There is also the concept of a "Suboptimally Utilized Nurse," or SUN. In the context of this automated staff assignment system, a SUN refers to a nurse assigned to only one patient, not due to the patient's high acuity, but simply because no other patients are available within their assigned pod. The current iteration of the script does not address SUNs and is touched upon later in this blog under Bugs.
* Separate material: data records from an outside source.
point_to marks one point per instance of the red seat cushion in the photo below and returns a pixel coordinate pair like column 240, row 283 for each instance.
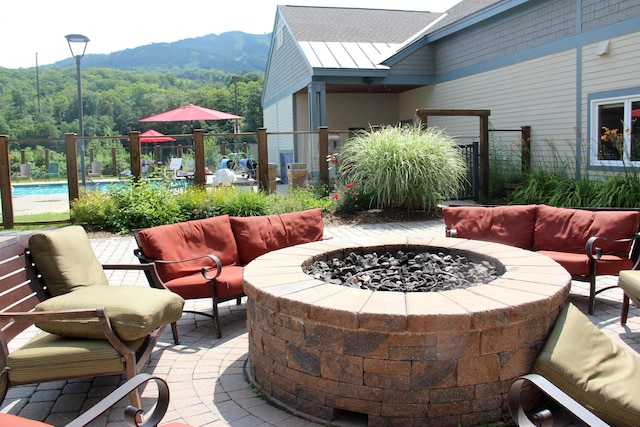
column 187, row 240
column 567, row 230
column 578, row 264
column 510, row 225
column 258, row 235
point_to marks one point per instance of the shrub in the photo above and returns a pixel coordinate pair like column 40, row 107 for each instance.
column 94, row 209
column 148, row 204
column 299, row 199
column 401, row 167
column 350, row 199
column 243, row 203
column 143, row 204
column 196, row 203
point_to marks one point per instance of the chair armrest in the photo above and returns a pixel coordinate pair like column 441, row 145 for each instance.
column 148, row 268
column 218, row 265
column 82, row 313
column 595, row 253
column 545, row 417
column 131, row 413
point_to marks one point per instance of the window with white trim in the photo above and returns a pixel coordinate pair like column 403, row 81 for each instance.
column 615, row 131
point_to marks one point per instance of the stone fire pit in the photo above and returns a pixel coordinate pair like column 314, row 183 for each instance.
column 432, row 358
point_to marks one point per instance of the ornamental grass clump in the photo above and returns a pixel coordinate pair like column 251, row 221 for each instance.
column 398, row 167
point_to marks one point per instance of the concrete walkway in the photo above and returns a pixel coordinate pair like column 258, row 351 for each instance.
column 206, row 375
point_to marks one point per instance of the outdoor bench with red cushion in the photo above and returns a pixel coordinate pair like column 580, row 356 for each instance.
column 206, row 258
column 587, row 243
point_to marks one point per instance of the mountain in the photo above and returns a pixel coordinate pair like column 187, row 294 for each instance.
column 231, row 52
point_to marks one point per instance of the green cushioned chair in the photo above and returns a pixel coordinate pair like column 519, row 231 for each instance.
column 88, row 327
column 586, row 375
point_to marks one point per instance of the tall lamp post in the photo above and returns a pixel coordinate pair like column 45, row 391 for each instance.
column 80, row 42
column 235, row 79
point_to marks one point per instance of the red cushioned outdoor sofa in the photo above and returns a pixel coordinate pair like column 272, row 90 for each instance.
column 205, row 258
column 587, row 243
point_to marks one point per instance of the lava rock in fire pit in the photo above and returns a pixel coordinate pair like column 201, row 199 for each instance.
column 404, row 271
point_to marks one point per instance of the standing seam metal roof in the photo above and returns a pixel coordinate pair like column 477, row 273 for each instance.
column 351, row 38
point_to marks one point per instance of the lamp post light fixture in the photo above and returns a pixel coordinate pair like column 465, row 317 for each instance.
column 80, row 42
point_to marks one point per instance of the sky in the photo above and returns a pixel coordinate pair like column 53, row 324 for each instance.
column 34, row 30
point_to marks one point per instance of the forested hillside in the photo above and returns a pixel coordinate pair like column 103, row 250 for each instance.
column 42, row 103
column 232, row 52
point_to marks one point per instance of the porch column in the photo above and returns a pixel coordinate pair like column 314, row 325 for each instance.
column 317, row 99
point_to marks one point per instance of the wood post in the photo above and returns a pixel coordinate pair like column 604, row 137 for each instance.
column 263, row 160
column 5, row 183
column 323, row 153
column 72, row 166
column 136, row 155
column 198, row 148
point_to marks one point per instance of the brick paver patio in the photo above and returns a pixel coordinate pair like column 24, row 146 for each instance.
column 206, row 375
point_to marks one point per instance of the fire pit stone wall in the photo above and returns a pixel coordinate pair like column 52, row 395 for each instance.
column 405, row 359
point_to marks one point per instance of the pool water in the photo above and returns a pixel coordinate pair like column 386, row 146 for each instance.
column 62, row 188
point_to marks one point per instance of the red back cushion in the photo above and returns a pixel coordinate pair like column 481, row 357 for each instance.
column 510, row 225
column 258, row 235
column 187, row 240
column 567, row 230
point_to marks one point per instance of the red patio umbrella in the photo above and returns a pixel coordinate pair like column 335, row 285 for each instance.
column 155, row 136
column 188, row 113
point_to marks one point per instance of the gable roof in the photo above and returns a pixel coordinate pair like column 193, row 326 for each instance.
column 353, row 38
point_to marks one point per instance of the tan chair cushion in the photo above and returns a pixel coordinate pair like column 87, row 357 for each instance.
column 66, row 259
column 629, row 281
column 584, row 363
column 48, row 357
column 134, row 311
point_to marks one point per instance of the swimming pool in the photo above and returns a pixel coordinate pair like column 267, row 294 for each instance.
column 62, row 187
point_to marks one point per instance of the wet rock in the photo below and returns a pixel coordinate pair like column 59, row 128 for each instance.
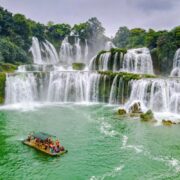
column 135, row 108
column 148, row 116
column 78, row 66
column 122, row 111
column 167, row 122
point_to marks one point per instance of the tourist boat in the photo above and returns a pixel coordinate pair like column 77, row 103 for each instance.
column 45, row 143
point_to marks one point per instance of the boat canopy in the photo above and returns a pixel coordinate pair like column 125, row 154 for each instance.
column 42, row 136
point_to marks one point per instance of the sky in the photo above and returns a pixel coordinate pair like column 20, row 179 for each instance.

Some patients may have multiple devices (e.g., Impella with CRRT), though certain combinations, such as IABP with Impella, are prohibited. To ensure fairness, the system maintains a "device dates" log to track the last time each nurse cared for patients with specific devices or high-acuity needs, rotating assignments equitably among staff. Each patient is assigned an acuity score, which the script uses to distribute workload evenly across nurses within each pod. Leadership roles, such as charge or resource nurses, cannot simultaneously serve as preceptors to avoid conflicts in responsibility.
The Set Up
The Google Sheets implementation includes two key tabs: “Staff” and “Manifest.” The “Staff” tab lists nurse-specific data, including names, qualifications (e.g., eligibility to serve as charge or resource), and "device dates" for tracking prior assignments. While all nurses qualified to serve as charge (C) can also serve as resource (R), the reverse is not always true. Ancillary roles like Code Nurse are noted but do not directly influence patient assignments. Device-specific headers start in Row 1 (Cell D1), with subsequent rows logging the dates of each assignment.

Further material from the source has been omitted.